I never thought that someday I will also be sharing my problem with you. I am a middle-aged woman, married with four kids. My husband and I are both doctors and we have been married for 15 years. It was a love marriage. Everything was going fine but then I noticed that a young doctor in my husband’s department was quite friendly with him. I don’t know but I had a strange instinct regarding her, although I am not a typical wife and am in fact quite open minded. I talked to my husband and he simply rubbed off my suspicions. In fact, the girl also worked at his clinic. Three months back I discovered that both of them had been talking late into the night on the phone every weekend or when I was not around for the past two years. He shared dirty jokes with her on Whatsapp which in my opinion one can only share with a wife or girlfriend. I confronted him and he denied it and said that he was a mentor to her and there is no affair going on. He handled the situation very badly. He shouted at me, kicked and slapped me and on one occasion said that I am jealous as he is talking to her at night but did not do the same when we had an affair.

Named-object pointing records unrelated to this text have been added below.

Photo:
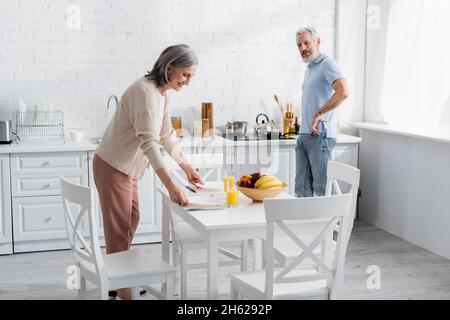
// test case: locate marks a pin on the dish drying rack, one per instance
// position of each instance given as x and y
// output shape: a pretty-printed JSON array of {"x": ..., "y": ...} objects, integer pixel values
[{"x": 40, "y": 124}]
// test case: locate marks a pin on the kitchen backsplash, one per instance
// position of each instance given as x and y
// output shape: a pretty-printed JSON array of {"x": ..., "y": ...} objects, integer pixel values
[{"x": 77, "y": 53}]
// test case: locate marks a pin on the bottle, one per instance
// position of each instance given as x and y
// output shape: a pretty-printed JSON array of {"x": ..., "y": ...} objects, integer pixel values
[{"x": 297, "y": 126}]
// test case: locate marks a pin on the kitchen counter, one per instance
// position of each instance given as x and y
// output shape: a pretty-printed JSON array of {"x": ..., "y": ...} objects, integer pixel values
[{"x": 28, "y": 146}]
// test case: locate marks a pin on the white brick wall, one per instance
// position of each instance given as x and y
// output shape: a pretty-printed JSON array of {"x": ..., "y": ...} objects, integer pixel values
[{"x": 246, "y": 49}]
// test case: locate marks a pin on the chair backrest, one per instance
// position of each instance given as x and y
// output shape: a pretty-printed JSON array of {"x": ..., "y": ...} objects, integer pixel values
[
  {"x": 78, "y": 204},
  {"x": 339, "y": 172},
  {"x": 285, "y": 213}
]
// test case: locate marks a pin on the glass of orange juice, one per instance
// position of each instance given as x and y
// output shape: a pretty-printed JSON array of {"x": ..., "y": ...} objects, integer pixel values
[
  {"x": 232, "y": 198},
  {"x": 231, "y": 191},
  {"x": 228, "y": 183}
]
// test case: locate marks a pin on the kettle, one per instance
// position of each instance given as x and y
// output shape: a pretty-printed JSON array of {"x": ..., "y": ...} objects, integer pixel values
[
  {"x": 5, "y": 132},
  {"x": 263, "y": 127}
]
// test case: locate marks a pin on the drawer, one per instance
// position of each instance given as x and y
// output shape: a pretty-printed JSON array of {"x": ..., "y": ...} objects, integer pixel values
[
  {"x": 38, "y": 163},
  {"x": 39, "y": 218},
  {"x": 38, "y": 185}
]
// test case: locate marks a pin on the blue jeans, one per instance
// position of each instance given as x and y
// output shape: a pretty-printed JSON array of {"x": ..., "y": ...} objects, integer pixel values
[{"x": 312, "y": 154}]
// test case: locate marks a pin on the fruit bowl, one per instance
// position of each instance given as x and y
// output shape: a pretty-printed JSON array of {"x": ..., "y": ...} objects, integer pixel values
[{"x": 258, "y": 195}]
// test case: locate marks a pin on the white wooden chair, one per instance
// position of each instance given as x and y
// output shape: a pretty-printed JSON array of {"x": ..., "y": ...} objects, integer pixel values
[
  {"x": 184, "y": 238},
  {"x": 132, "y": 268},
  {"x": 339, "y": 176},
  {"x": 318, "y": 280}
]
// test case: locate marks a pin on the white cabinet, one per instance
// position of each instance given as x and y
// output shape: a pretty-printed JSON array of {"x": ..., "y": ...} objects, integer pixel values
[
  {"x": 346, "y": 153},
  {"x": 38, "y": 217},
  {"x": 5, "y": 206}
]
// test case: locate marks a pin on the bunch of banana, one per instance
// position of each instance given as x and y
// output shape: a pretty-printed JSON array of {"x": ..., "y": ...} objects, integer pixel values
[{"x": 268, "y": 182}]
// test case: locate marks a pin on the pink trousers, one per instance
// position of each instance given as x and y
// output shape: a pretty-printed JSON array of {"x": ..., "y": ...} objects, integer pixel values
[{"x": 119, "y": 202}]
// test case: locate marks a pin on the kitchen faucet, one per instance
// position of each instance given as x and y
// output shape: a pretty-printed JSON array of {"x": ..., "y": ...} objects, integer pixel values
[{"x": 109, "y": 100}]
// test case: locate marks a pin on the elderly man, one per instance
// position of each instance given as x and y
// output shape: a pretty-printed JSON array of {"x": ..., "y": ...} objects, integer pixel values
[{"x": 324, "y": 88}]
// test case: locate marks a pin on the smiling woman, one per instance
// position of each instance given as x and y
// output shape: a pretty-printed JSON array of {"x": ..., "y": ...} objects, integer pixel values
[{"x": 131, "y": 144}]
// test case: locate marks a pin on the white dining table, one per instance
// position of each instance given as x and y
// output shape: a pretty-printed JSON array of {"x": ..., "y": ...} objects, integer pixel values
[{"x": 244, "y": 222}]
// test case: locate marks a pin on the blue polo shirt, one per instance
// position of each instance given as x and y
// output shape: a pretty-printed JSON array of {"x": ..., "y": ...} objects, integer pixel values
[{"x": 317, "y": 89}]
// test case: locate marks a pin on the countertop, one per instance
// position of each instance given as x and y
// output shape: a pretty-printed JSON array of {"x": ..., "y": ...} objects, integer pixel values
[{"x": 28, "y": 146}]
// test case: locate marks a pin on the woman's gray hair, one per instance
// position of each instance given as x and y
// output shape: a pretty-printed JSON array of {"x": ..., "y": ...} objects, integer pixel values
[
  {"x": 177, "y": 56},
  {"x": 311, "y": 30}
]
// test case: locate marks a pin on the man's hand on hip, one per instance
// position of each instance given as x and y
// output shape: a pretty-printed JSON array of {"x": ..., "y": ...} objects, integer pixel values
[{"x": 315, "y": 131}]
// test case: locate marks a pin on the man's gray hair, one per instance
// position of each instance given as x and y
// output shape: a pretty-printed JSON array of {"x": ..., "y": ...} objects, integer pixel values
[
  {"x": 177, "y": 56},
  {"x": 311, "y": 30}
]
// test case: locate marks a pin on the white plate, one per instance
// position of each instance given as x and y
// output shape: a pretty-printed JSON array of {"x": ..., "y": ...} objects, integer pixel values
[
  {"x": 210, "y": 201},
  {"x": 209, "y": 187}
]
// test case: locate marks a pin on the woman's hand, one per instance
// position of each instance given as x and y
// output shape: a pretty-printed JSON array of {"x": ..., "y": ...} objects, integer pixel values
[
  {"x": 177, "y": 195},
  {"x": 191, "y": 174}
]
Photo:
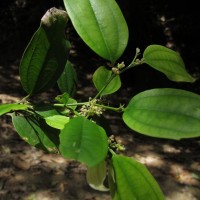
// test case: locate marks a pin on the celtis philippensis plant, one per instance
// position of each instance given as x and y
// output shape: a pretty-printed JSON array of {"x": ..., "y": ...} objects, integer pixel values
[{"x": 72, "y": 128}]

Instead of realising his mistake he raised his ego, but when he saw that our kids were being affected by this situation, he said sorry to me and according to him he stopped talking to her on the phone and has removed her from his clinic, although she is still in his department. I am really shattered and I don’t know what to do now, or why he did this to me. He used to praise me in the past that I have maintained myself even after four kids, my intellectual level and my artistic nature. What went wrong? I asked him if there was something missing in our relationship and he said no. What surprised me was that my husband was not a flirty kind of person but, in fact, was a shy person who always kept his distance from women. I cannot forget how he reacted when I confronted him and I cannot forgive and trust him. I do not want to leave him and I don’t know how to act with him now. Please help me.

Cheated on

Dear Woman,

At the risk of generalising I don’t think anyone gets over a spouse’s affair.

Suppose you never discovered the Whatsapp messages and never acted on your hunches to confront your husband. He would have continued with the relationship, right? He only said sorry to you because of the effects on the children and not because he feels any genuine remorse.

He cannot pinpoint why what happened, happened, but he clearly does not feel the same loyalty and bond with you, that you feel with him. He wasn’t thinking about you while chatting late night with this girl. And then he had the audacity to hit you, for something that was his fault.

Your husband actively tried to kill your marriage. I say kill because, marriage is all about trust. Anyone who tries to come between the bond that a husband and wife have, ought to be cut out from their lives. Why else would one get married, if not to have a spouse who is loyal and faithful?

Bottom-line: You need to think carefully about what you want to do about a man who cheated on you and then raised his hand on you when you confronted him.

You can continue to live with him, but keep your eyes open. And never take the blame, because there are no two ways about the fact that he wronged you.